As far as reliability is concerned, a variant of the P320 was chosen in 2017 as the new service pistol for the U.S. military, so that base should pretty well be covered. Because of this contract and the increasing popularity of the P320 series, the market for third-party accessories like holsters and sights is growing rapidly. There are enough options for the present and even more in the future. This makes the P320 a gun that will hold its value for years to come.
Ruger Security 9 – $379
If you’re the type who looks for value and wants to find the best 9mm for the price, take a long, hard look at the Ruger Security 9. The Security 9 is based on an upscale version of the best-selling LCP2 pistol. It comes from one of America’s most trusted gun manufacturers. The Security 9 is new to the market, so the holster and accessory support isn’t as robust as the other pistols on my list. But this gun’s MSRP is significantly lower at only $379. This makes it a real bargain.

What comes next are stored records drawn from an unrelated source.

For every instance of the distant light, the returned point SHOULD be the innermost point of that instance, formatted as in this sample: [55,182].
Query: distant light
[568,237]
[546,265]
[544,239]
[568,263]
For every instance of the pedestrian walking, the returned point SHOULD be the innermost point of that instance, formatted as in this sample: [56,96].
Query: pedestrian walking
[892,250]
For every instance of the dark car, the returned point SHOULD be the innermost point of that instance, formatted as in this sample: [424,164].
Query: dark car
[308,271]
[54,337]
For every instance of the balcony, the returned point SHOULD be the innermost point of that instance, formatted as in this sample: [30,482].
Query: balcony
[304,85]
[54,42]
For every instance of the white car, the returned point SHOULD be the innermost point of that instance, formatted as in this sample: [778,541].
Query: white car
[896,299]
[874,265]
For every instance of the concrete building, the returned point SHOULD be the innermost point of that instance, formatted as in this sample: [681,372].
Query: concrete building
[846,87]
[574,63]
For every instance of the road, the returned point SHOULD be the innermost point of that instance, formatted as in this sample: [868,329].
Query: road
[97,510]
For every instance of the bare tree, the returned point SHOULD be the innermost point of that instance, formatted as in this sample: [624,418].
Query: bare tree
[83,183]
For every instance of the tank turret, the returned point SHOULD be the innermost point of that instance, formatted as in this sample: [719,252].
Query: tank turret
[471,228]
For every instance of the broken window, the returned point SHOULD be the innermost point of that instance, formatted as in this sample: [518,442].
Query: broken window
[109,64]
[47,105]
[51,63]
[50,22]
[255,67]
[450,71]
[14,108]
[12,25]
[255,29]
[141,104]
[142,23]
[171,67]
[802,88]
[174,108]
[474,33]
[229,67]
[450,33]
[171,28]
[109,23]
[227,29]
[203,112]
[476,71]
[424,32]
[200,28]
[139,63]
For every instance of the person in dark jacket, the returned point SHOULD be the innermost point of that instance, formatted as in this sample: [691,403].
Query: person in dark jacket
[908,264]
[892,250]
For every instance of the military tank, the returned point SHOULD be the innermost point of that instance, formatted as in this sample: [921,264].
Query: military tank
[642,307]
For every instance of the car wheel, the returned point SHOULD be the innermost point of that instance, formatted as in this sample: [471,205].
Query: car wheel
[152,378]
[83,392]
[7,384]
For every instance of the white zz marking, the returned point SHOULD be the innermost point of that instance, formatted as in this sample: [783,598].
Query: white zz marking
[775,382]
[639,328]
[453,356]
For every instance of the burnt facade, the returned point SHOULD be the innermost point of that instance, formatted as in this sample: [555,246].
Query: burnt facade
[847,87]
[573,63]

Because the Security 9 compact was rolled out in April of this year, there has yet to be any serious reliability testing done with this pistol. However, Ruger has a track record of producing pistols that are outstanding performers in their price range. Due to the popularity of the Ruger label (and the appealing price point), I expect to see a wide variety of aftermarket parts and accessories available in the near future.
Richard’s Choices for Best 9mm for the Money:
Finding a quality self-defense pistol when you are on a budget can be a little tricky. There are many cheap guns, but how do you know which ones deliver the performance on which you are willing to bet your life? Here are my three picks for affordable compact 9mm pistols that are suitable for both concealed carry and home defense. I’ve shot no less than 1,000 rounds through each one and have carried each for personal protection.
Walther Creed – $399
The Creed is an economical pistol developed by the highly-respected Walther Arms company. While its small enough for concealed carry, it is not a pocket pistol. You can get a full grip on this polymer-framed gun, and the recoil is mild.
Reliability– I’ve had no malfunctions after more than 1,000 rounds through my personal Creed. It works with every brand of self-defense ammunition I’ve tried, and it’s backed by a limited lifetime warranty that includes a goal of fixing every gun within 48 hours.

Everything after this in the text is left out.